[I18n-sig] Extending definition of errors argument to codecs

Tom Emerson tree@basistech.com
Tue, 15 May 2001 15:28:05 -0400

I'd like to propose an extension to the Codec error reporting mechanism:

The 'errors' argument to encode/decode et al. would be much more
useful as a callable object. The current semantics of 'strict',
'ignore', and 'replace' are trivially implemented in this scheme,
while allowing a specific application to extend a codec with custom
error handling if necessary. Something along the lines of:

class CodecError:
    def __call__(self, bytes):

class CodecError_Replace ( CodecError ):
    def __call__(self, bytes):
        return u'\uFFFD'

class CodecError_Strict ( CodecError ):
    def __call__(self, bytes):
        raise UnicodeError, "cannot map byte range to Unicode"
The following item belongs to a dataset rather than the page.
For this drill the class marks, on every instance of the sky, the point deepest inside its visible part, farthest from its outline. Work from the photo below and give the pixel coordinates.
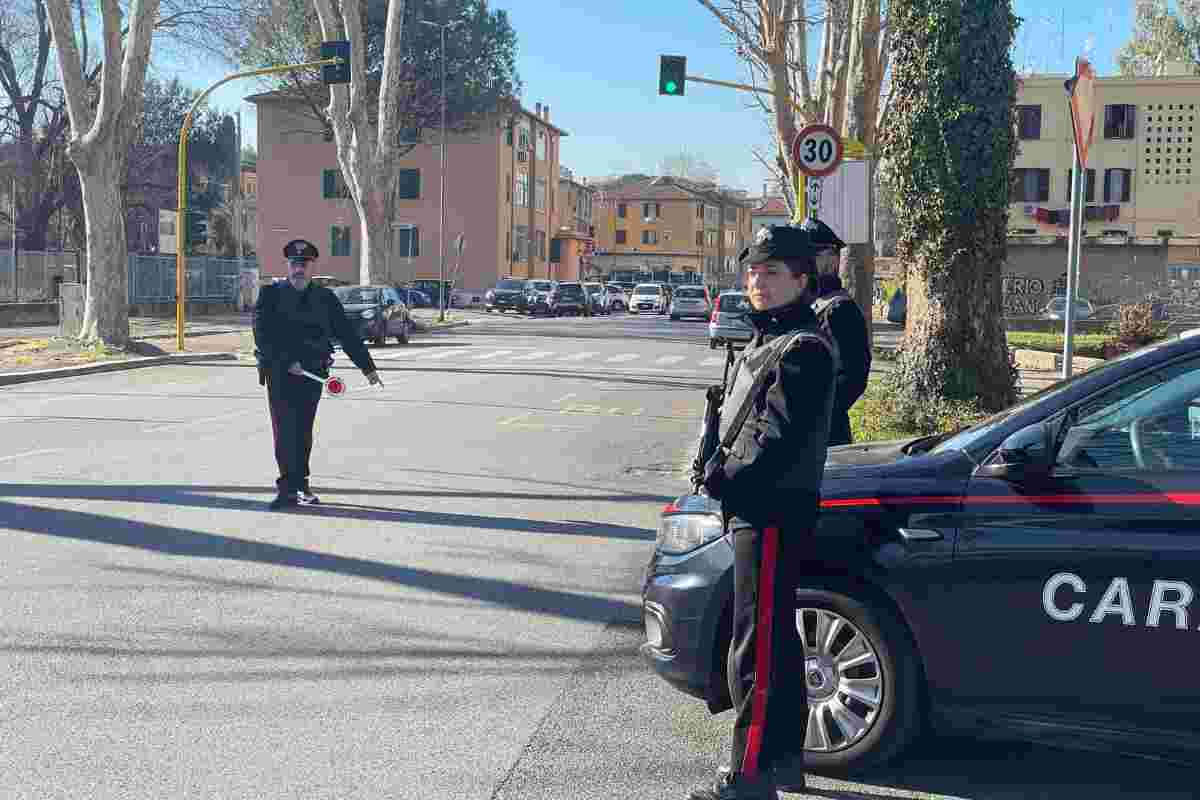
(595, 62)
Why would this be useful? I'm working text that purports to be in Big
5, but in fact it is encoded with CP950. CP950 is identical to Big 5
except that it has a handful of extra codepoints in the 0xF9 VDA block
(taken from the Eten extension). When using the current Big 5 codec on
these files I sometimes blow up because of these extended
characters. I would love to be able to do something like:

class CodecError_CP950 ( Codec_Error_Strict ):
    def __call__(self, bytes):
        if bytes == '\xf9\xd6':
            return u'\u7881'
        Codec_Error_Strict.__call__(self, bytes)

This effectively allows me to expand upon the repertoire encoded by a
the codec without modifying the tables and rebuilding (as I do now as
a work around), generating new tables, or whatever else.

Food for thought. The above design is off-the-cuff, but I think it is
close to my thoughts on the matter.

OK, flame away.


Tom Emerson                                          Basis Technology Corp.
Sr. Sinostringologist                              http://www.basistech.com
  "Beware the lollipop of mediocrity: lick it once and you suck forever"